Most of us keep a running diary. I keep two, both very simple. Buckeye Outdoors is a site where you can, if you are so inclined, record just about everything about yourself and a lot more besides. I content myself with popping in my daily distance and time. Though I am also in intermittent message contact with a housewife from Fort Lauderdale!
I also maintain a simple pocket diary where I total my miles by week and year. I'm also now keeping track of miles run in my current shoes. I don't go into further detail, with one exception. If I have a bad run - I mean a shocker where my body refuses to go anywhere, I draw an unsmiley face. Last week I had three unsmiley faces in a row. This is bad and, as I have written before, without any explanation that I can decipher. However a steady 13.7 miles on Sunday was a relief and enabled me to draw a rare smiley instead, and this was followed with a comfortable 6.6 miler earlier today.
But all in all I've decided I'm not in good shape to turn up at Blarney this weekend, though I received my race number (154) today. Even if I were to run comfortably I've done very little by way of tempo or speedwork in the last few months. I don't really want to be struggling in beyond the two-hour mark when I know I am capable of much better.
Yesterday I revisited Prospect (Glasnevin) Cemetery where many of Ireland's revolutionaries, writers and assorted notables are buried, along with the general hoi polloi. It is a vast place and I would have done well to purchase a guide. However I do enjoy just wandering in cemeteries (weird) so that's what I did. At the main entrance you are confronted by the O'Connell monument, a tribute to The Liberator, Daniel O'Connell. This is the cemetery's set piece and around it are set the tombs of many important people. You nearly trip over that of Roger Casement, one of Ireland's many martyrs for freedom. He is further immortalised in song in Lonely Banna Strand. A couple of years ago I was driving near to Banna in North Kerry and decided to detour down to the famed Strand. Instead I spent an interesting half-hour watching efforts to clear an articulated lorry which had ended up across the narrow road having made an unwise attempt to turn around using the grass verges.

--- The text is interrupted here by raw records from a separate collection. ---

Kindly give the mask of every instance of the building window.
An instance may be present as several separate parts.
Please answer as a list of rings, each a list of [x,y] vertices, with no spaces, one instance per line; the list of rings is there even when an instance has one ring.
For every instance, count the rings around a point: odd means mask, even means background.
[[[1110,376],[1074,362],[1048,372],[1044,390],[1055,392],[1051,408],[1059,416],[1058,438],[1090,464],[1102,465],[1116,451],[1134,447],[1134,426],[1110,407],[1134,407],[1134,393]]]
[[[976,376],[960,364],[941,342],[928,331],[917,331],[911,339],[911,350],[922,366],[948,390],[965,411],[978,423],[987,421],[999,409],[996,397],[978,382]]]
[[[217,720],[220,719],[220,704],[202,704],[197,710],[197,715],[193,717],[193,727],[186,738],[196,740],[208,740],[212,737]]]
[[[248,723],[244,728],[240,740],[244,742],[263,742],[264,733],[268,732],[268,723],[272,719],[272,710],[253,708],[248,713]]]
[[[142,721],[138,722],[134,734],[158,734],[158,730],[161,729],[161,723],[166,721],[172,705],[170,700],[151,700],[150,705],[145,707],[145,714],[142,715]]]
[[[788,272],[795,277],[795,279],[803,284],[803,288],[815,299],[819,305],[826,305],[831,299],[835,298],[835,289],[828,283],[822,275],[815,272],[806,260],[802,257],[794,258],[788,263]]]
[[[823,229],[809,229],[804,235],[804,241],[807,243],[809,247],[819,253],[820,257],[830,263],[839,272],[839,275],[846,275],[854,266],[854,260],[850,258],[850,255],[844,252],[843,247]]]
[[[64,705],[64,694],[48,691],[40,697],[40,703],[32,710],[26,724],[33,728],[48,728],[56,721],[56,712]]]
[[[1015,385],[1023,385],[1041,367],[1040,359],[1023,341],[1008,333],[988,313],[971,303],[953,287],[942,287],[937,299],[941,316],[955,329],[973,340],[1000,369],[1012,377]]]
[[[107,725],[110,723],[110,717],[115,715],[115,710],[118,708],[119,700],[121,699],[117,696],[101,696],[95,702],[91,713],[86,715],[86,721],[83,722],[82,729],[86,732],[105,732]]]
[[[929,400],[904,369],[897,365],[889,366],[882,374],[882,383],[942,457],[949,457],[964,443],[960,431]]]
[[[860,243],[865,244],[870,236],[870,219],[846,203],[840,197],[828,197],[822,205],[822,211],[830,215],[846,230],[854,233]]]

After the tractor had snapped the second tow rope I decided I had to leave Banna Strand for another day.
Hopes of a peaceful wander through Glasnevin were rather thwarted, as they had been on my previous visit, by building and digging activity, vehicles etc. Well-meaning efforts are being made to restore many of the older headstones, and there is arising what might be a Visitors' Centre. The contractors seem to me to have a job for the forseeable future. The peace of the place is being jarred in the meantime, not least by the self-satisfied blue and white 'Monument Restored' signs hung around hundreds of headstones. Why the heck must they do that?
In strategic positions around the perimeter walls are sited watchtowers. These were erected to thwart body-snatchers who would sell on their grisly goods to medical schools. With extreme black humour, within a very few years of their completion the Great Famine was upon Ireland rendering the body-snatching profession redundant for ever.
Unutterably sad is the lawned garden under which they say some fifty thousand babies are buried - those stillborn, very young or abandoned or unidentified. This spot is a social comment on the appalling conditions prevalent in Dublin City in the 19th century and the unregulated breeding in Catholic Ireland at that time which produced a population incapable of feeding itself during the Famine years, never mind the ignorance and neglect of those in London that could have acted to alleviate the position. Indeed one of my morbid fascinations in reading old gravestones is the frequency of children pre-deceasing their parents. Death is sad though so much sadder when one's child goes.
In more modern times the practice has arisen of popping a photo of the deceased on a headstone. I'm not sure if I approve. Over in the newer, western section are interesting parts such as one devoted to members of Dublin's Italian community.
So hopefully I'll return to Glasnevin one day when the builders have departed.